PageGroup PLC (LON:PAGE) posted a solid fourth quarter update despite a lagging UK jobs market and a slowdown in France and China, HSBC said as it kept a ‘buy’ recommendation on the stock.

The recruitment firm reported a 15.4% increase in gross profit at constant currency to £211.1mln for the fourth quarter. gross profit growth in France eased to 10% from 21% in the third quarter while China slowed to 12% from 31%.

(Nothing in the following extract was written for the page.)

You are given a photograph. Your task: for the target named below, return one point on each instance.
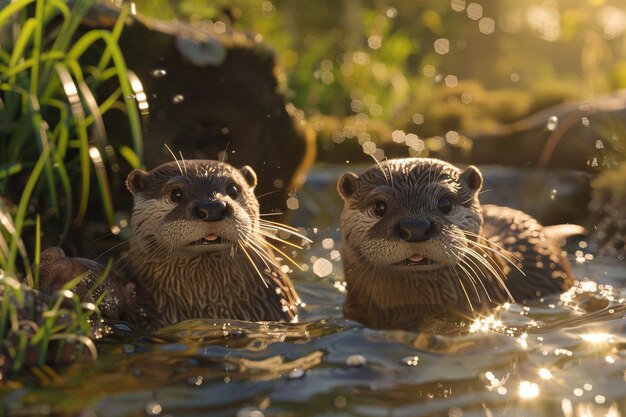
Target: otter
(418, 244)
(198, 248)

READ: PageGroup achieves record 2018 but shares drop amid Brexit worries

HSBC remains positive on the stock but cut its target price to 685p from 700p and nudged down its earnings per share estimate for 2019 by 2.7% to 38.40p to reflect easing growth in China and France.

The bank also reduced its forecast for 2019 gross profit constant currency growth to 8.7% from 13.1%.

“In aggregate, we have increased our FY18 estimate by +0.7% but have reduced FY19e and FY20 EPS estimates by -2.7% and -0.4%, respectively,” HSBC said.

The slowdown in France in the fourth quarter reflected a tough comparator and the impact of the disruption from the 'gilet jaunes' protests over the rising price of fuel and cost of living. China has been affected by uncertainty over a trade despite with the US.

“It is early in the year and fresh corporate budgets are unlikely to be evident in order intake until February, but there appears to be little or no sign of slowdown outside of France and mainland China,” HSBC said.

HSBC added that PageGroup operates at a higher wage rate band that other general recruitment firms, so may benefit more directly from white collar labour scarcity.

“If there is continued wage inflation, we believe Page is the most likely beneficiary,” the bank said.